From the winner of the Man Booker Prize, a multi-generational portrait of gay life that plumbs the complex relationships of a remarkable family and the effect a highly public midcentury scandal has on their legacy.
...the immense assurance of the writing, the deep knowledge of the settings and periods in which the story unfolds, the mingling of cruel humour and lyrical tenderness, the insatiable interest in human desire from its most refined to its most brutally carnal, grip you as tightly as any thriller ... It’s a wonderful structural device, this layering of similar situations on top of each other like a series of transparencies that cumulatively portray a culture as it exists in time as well as in space ... An amazing amount of the passion and folly of the human comedy is woven into his modest life, all of it beautifully observed and memorably articulated. It makes for a looser, freer book than the cunning puzzle of a novel one was led to expect, and almost certainly a better one, too.
Hollinghurst's sixth novel is epic, elegant, and intricately constructed ... As we've come to expect from the Booker-winning author of The Line of Beauty, Hollinghurst builds an intricate web of relationships with stately Jamesian precision and nuance.
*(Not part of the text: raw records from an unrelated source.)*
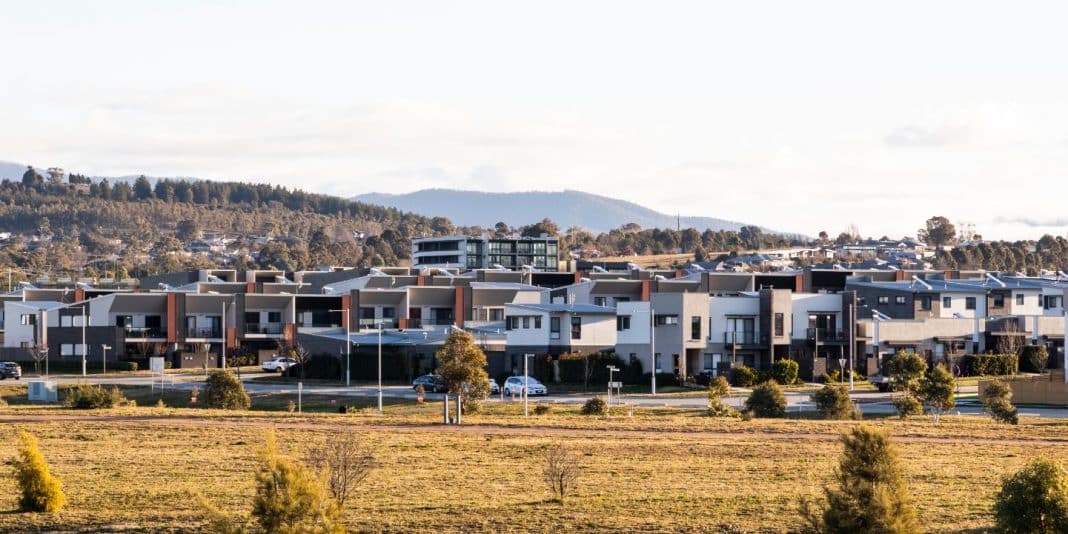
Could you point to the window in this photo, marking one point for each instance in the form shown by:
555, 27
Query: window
666, 319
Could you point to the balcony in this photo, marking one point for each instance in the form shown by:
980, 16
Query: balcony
826, 335
743, 339
204, 333
261, 329
144, 333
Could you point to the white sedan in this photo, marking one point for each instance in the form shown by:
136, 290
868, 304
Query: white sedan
278, 364
514, 386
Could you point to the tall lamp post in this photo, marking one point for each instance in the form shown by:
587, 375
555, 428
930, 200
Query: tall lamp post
104, 360
348, 346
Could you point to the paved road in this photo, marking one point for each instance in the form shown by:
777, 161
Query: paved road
870, 403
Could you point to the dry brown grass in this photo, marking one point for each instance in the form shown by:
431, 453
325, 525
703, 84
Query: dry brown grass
659, 470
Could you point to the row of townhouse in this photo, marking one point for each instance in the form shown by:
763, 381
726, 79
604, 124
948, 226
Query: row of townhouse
686, 322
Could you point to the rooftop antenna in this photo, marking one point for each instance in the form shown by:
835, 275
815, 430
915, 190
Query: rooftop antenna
994, 280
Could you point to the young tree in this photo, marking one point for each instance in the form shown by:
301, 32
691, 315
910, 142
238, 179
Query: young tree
905, 370
870, 495
461, 364
767, 401
561, 471
937, 391
289, 498
224, 391
1034, 500
343, 460
38, 489
996, 398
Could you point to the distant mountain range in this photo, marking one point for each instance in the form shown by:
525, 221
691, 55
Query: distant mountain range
566, 208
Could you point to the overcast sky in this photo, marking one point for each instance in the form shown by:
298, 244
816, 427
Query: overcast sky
796, 115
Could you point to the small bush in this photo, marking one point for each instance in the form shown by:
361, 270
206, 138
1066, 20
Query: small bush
785, 372
907, 405
38, 490
767, 401
998, 403
742, 376
87, 396
1034, 359
832, 402
1034, 500
225, 391
596, 406
989, 364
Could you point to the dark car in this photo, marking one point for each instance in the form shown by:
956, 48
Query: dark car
430, 383
11, 370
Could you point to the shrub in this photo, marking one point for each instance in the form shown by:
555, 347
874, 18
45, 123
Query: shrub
907, 405
742, 376
869, 492
767, 401
989, 364
1034, 359
225, 391
996, 398
87, 396
785, 372
289, 498
832, 402
596, 406
1034, 500
38, 490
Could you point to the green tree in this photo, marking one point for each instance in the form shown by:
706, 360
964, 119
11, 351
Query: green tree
767, 401
224, 391
1034, 500
869, 495
38, 489
289, 498
461, 364
937, 391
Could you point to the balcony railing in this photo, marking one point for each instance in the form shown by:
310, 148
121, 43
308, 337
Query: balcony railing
826, 335
273, 329
741, 339
204, 332
144, 332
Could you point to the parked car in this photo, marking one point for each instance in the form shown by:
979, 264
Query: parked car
279, 363
430, 383
11, 370
514, 386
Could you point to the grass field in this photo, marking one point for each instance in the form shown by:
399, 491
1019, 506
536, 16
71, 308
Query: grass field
138, 469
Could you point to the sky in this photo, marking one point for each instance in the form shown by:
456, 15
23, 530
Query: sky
803, 116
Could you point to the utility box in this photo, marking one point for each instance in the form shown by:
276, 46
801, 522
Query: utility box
43, 391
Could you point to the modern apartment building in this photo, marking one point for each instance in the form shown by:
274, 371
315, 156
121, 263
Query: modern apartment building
468, 253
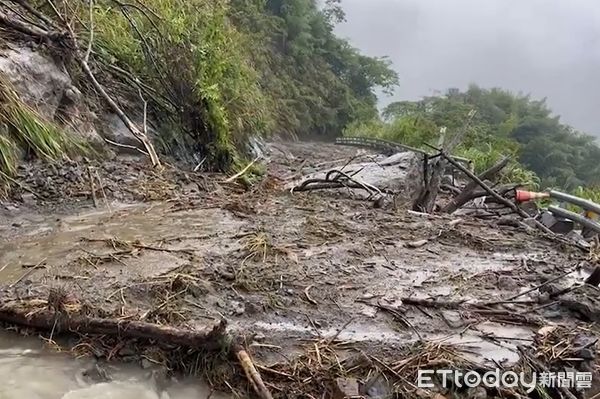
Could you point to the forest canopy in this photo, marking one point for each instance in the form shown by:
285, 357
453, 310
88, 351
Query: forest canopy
496, 123
212, 73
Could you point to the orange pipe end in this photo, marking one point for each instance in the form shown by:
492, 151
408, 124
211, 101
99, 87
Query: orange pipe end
524, 196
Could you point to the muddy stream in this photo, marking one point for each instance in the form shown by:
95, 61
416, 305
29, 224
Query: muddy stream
30, 371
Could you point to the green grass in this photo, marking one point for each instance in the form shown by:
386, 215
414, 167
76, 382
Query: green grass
23, 130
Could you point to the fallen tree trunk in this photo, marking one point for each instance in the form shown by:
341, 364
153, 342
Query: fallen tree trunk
465, 196
37, 314
21, 313
496, 196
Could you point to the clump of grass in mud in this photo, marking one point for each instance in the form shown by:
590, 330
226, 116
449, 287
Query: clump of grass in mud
257, 246
22, 129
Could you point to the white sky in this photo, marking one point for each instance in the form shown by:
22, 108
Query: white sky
548, 48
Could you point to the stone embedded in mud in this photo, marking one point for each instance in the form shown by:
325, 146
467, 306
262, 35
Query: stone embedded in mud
346, 388
507, 283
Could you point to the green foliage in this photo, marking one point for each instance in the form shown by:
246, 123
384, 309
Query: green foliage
409, 130
318, 83
197, 64
220, 70
23, 130
513, 125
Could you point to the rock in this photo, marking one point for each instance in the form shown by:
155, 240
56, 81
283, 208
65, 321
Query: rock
369, 311
586, 353
238, 308
346, 388
46, 87
36, 78
378, 388
417, 244
114, 390
28, 199
453, 318
507, 283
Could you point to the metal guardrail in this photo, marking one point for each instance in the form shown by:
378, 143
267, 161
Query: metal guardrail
583, 203
380, 144
556, 211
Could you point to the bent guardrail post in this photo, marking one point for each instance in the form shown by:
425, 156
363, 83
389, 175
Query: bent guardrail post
556, 211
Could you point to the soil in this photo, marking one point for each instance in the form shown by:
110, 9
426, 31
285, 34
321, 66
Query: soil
294, 274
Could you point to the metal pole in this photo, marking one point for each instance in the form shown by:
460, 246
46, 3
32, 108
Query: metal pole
585, 204
575, 217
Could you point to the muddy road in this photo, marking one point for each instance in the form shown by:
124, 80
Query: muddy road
285, 270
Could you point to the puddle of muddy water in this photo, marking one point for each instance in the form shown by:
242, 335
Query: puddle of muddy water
30, 372
58, 239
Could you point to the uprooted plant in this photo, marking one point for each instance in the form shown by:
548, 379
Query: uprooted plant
177, 63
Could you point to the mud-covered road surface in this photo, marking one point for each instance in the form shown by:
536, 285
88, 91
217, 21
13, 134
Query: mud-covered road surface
286, 270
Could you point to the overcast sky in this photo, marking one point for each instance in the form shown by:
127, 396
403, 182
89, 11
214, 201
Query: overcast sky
548, 48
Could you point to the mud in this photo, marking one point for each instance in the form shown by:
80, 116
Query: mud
31, 371
283, 268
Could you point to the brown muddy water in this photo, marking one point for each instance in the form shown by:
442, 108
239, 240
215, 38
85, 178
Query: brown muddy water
29, 371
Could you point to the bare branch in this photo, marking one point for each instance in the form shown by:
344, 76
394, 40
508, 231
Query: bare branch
91, 38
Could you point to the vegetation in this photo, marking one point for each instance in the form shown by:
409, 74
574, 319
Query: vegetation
495, 123
216, 72
211, 73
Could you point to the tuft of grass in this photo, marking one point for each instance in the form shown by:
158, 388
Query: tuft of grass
23, 129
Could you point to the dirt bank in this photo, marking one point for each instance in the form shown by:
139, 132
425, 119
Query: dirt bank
321, 286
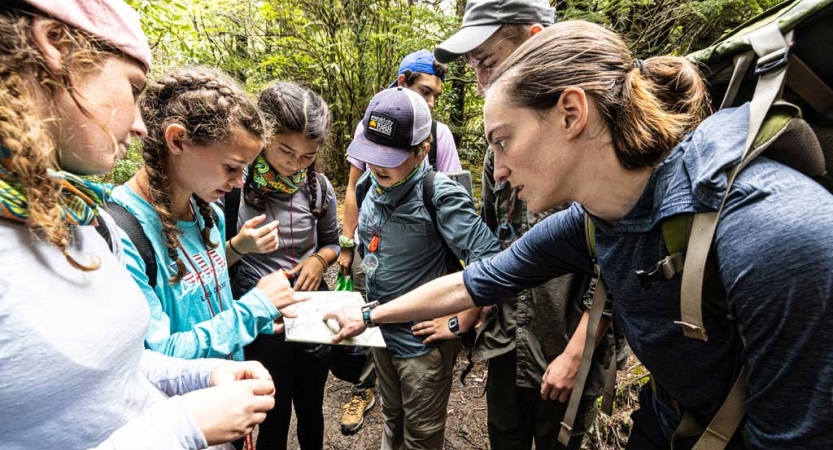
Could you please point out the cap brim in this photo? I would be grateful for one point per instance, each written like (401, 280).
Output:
(376, 154)
(464, 41)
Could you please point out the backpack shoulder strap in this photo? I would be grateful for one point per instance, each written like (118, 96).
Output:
(452, 263)
(599, 292)
(104, 231)
(130, 224)
(231, 207)
(432, 154)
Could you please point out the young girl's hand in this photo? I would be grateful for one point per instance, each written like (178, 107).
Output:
(252, 239)
(310, 273)
(277, 288)
(345, 261)
(434, 330)
(230, 411)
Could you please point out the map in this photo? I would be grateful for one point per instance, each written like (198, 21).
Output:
(310, 327)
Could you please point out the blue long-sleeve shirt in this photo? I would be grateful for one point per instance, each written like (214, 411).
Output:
(185, 322)
(410, 252)
(774, 249)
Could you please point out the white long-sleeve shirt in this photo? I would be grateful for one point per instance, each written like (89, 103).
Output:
(73, 370)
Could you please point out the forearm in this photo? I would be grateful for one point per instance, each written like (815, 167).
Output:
(575, 347)
(329, 255)
(444, 296)
(176, 376)
(232, 257)
(468, 317)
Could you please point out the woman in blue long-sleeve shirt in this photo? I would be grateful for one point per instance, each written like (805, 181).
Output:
(573, 117)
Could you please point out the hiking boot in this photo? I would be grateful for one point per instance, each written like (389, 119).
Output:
(354, 410)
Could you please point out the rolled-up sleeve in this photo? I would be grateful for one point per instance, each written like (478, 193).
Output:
(552, 248)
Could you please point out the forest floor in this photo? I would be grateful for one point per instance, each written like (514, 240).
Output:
(466, 426)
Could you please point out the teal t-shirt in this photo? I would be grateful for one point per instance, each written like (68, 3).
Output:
(189, 319)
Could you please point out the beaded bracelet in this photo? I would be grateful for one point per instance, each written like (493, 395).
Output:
(321, 260)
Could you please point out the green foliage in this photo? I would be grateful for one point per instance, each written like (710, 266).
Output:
(347, 50)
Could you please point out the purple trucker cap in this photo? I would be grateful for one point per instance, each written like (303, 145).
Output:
(396, 120)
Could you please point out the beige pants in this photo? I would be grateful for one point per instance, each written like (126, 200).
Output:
(415, 395)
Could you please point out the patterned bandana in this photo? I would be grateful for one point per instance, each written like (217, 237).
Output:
(267, 179)
(81, 198)
(381, 189)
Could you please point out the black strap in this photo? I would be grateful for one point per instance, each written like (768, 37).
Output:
(452, 263)
(104, 231)
(231, 207)
(432, 154)
(130, 224)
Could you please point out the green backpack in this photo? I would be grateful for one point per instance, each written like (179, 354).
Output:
(779, 62)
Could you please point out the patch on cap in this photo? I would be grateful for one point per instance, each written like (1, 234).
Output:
(382, 125)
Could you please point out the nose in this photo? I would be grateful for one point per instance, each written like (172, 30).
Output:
(430, 99)
(138, 127)
(482, 75)
(238, 181)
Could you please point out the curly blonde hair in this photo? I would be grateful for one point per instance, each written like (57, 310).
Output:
(23, 69)
(648, 106)
(209, 104)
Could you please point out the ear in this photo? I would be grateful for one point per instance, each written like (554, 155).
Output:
(175, 138)
(535, 29)
(572, 111)
(41, 29)
(423, 152)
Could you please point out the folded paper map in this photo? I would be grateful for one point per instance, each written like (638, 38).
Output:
(310, 327)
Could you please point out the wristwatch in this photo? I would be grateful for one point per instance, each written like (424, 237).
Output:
(366, 313)
(346, 242)
(454, 326)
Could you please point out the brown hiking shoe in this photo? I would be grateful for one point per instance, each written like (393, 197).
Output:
(354, 410)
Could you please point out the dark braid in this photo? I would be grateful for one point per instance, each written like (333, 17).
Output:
(208, 104)
(290, 108)
(208, 219)
(312, 185)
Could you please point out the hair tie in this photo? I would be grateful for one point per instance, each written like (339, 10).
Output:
(640, 64)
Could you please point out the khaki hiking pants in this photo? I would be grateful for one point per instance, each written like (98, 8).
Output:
(415, 395)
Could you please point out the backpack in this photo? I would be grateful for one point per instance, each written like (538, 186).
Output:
(432, 153)
(452, 263)
(791, 121)
(131, 226)
(231, 205)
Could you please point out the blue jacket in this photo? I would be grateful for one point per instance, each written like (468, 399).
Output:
(181, 321)
(410, 253)
(774, 249)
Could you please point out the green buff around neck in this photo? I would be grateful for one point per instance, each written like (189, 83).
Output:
(267, 178)
(381, 189)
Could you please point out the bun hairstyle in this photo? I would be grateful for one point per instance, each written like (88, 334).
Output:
(648, 106)
(32, 150)
(292, 109)
(209, 104)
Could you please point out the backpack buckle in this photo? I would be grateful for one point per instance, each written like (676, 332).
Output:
(773, 61)
(664, 270)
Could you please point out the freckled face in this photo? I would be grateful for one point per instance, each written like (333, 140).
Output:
(529, 151)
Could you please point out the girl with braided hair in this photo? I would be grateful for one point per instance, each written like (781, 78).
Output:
(74, 370)
(283, 184)
(203, 130)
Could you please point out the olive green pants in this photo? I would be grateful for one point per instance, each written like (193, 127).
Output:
(415, 395)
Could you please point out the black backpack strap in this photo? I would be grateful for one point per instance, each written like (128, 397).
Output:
(452, 262)
(322, 190)
(231, 207)
(432, 154)
(130, 224)
(104, 231)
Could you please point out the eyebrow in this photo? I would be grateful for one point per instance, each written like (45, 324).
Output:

The Sparsholt Affair is filled with what Johnny, describing some Whistler paintings, calls 'small miracles of observation' ... Hollinghurst, who has tread the line between satire and sentiment in all his novels, understands that the truth lies somewhere in between, and knows how tricky it can be to find the right balance. In The Sparsholt Affair, he has tilted toward the heartfelt, to moving effect.
Hollinghurst wonderfully conveys the subtle, charged atmosphere of ordinary life rumbling along under extraordinary circumstances ... we don’t really find out what David Sparsholt has to say about his gay son, or what the son has to say about his father. It is almost as if Hollinghurst, sympathetic to Johnny’s introverted awkwardness and wanting him to flourish on his own terms, believes the question to be impolite. As David and his cohort recede from view, Johnny becomes the novel’s protagonist, though he has the provisional feel of a secondary character nudged from the wings into the spotlight ... Hollinghurst has further handicapped himself by limiting Johnny’s ability with words. He is dyslexic, and not much of a talker, though in place of verbal gifts he has visual ones ... considering the effects of the past is not just the responsibility of a novel about eight decades of gay history; it is the responsibility of a novel about family, and the disappointment of The Sparsholt Affair is that Hollinghurst lets Johnny slip the knot of his father’s life with barely a second thought, escaping easily into the safety of his own.